6 Finch Analysis
6.1 R scripts
6.1.1 Create a script
Until now, you have run commands by typing them into the console. One of the benefits of R over programs such as Excel, however, is the ability to save your commands in the form of written. Enter the script! A script is simply a text file containing commands for R to execute.
Now create a new script file:
- Click the New File button on the toolbar (leftmost button with a green plus sign) and choose R Script, or choose File > New File > R Script
- A new pane will open above your Console pane. This is called the Source pane.
- Immediately save your file by clicking on the blue floppy disk icon.
- Give it a memorably name like finch analysis. RStudio will automatically add the .R file extension.
6.1.2 Run code from a script
Up to this point, you have been typing code into the console to run it. This works, but it has two drawback:
- You can make typos
- If you want to run code again, you have to type it again.
From now on, use this new set of steps instead:
- Copy code from the browser. This reduces typos.
- Paste into the R script.
- Run code from the R script
The main caveat is to be careful to copy all code, especially closing parentheses ) at the end of code chunks.
Now that you have a script, try copying and pasting this code into it. For example:
sqrt(9)To run the code, place your cursor on the same line as the code as click Run on the Source pane toolbar, then Run Selected Lines. Or just hold down the Command key and press the Return key. This is called a keyboard shortcut, and is written as Cmd+Return.
When you run the line of code, RStudio copies it to the Console pane and executes it.
Now that you’ve tried it, you can delete sqrt(9) from your script before you move on.
6.2 R packages
In R, users share code with each other in the form of packages, each of which is a bundle of code, data, and other files. While R includes some basic functionality in it’s “base” packages, you often need to work with other packages when doing any data analysis.
In this tutorial you will use a group of packages collectively referred to as the tidyverse.
Before you can use a package, you need to download and install it. In Posit Cloud, we have already done this step for you by running install.packages("tidyverse") so you can skip this step.
If you are using RStudio Desktop, you will need to install the package first. In which case, you can either run the code above or use the Packages tab.
6.3 Load the packages
Below you will see two boxes, one with comments and code, and the next with example console output. The console output is just there to show you what to expect to appear in the console when you run the given code. Console output in this tutorial always appears in a box below the code, and has two pound signs before each line like this: ##
Copy the code in the first box below (including the comments) and paste it into your script.

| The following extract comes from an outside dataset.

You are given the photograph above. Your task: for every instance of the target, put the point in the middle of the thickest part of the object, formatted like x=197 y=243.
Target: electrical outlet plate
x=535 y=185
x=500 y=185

If you still have the code sqrt(9) in your script, feel free to delete it.
# load packages -----------------------------------------------------------
# run every time you restart RStudio
library(readxl) # load readxl, for reading Excel files
library(tidyverse) # load tidyverse, for working with datasetsNow run BOTH lines of code
Put your cursor on the first line and press Cmd+Return to run it. The cursor automatically moves to the next line, so you can press Cmd+Return again to run the next line.
You will see a warning and some messages in the Console tab, but those can be safely ignored.
You must run the library() commands each time you start RStudio. That’s why it’s nice to keep that code at the very top of your script.
6.4 Read the data
Now that you have a script and have loaded the necessary packages, you’re ready to get coding!
To read the data, you will use a function named read_excel(). Here we run that function and assign the results to an object names finches_data.
# read data ----------------------------------------------------------------
# read the finches data
finches_data <- read_excel("finches-data.xlsx")If you get an error at this point (red text in the console output) see the two warnings below.
Warning If you didn’t run the two library() commands, then when your run read_excel() you will get an error that says:
Error in read_excel() : could not find function "read_excel"
To solve this error, run the two library() commands and then retry reading the data.
6.5 Inspect the data
To look at an object you have just created, print it to the console window by typing its name and running it:
# print the results in the console
finches_data#> # A tibble: 100 × 12
#> band species sex first_adult_year last_year outcome weight wing tarsus
#> <dbl> <chr> <chr> <dbl> <dbl> <chr> <dbl> <dbl> <dbl>
#> 1 9 Geospiza f… unkn… 1975 1977 died 14.5 67 18
#> 2 12 Geospiza f… fema… 1975 1977 died 13.5 66 18.3
#> 3 276 Geospiza f… unkn… 1976 1977 died 16.4 64.2 18.5
#> 4 278 Geospiza f… unkn… 1976 1977 died 18.5 67.2 19.3
#> 5 283 Geospiza f… male 1976 1977 died 17.4 70.2 19.3
#> 6 288 Geospiza f… unkn… 1976 1977 died 16.3 71.2 20.3
#> # ℹ 94 more rows
#> # ℹ 3 more variables: beak_length <dbl>, beak_depth <dbl>, beak_width <dbl>
The first thing you notice is that this object is not a vector like the objects you were working with before. Instead, it’s a tibble, which is an object that stores tabular data.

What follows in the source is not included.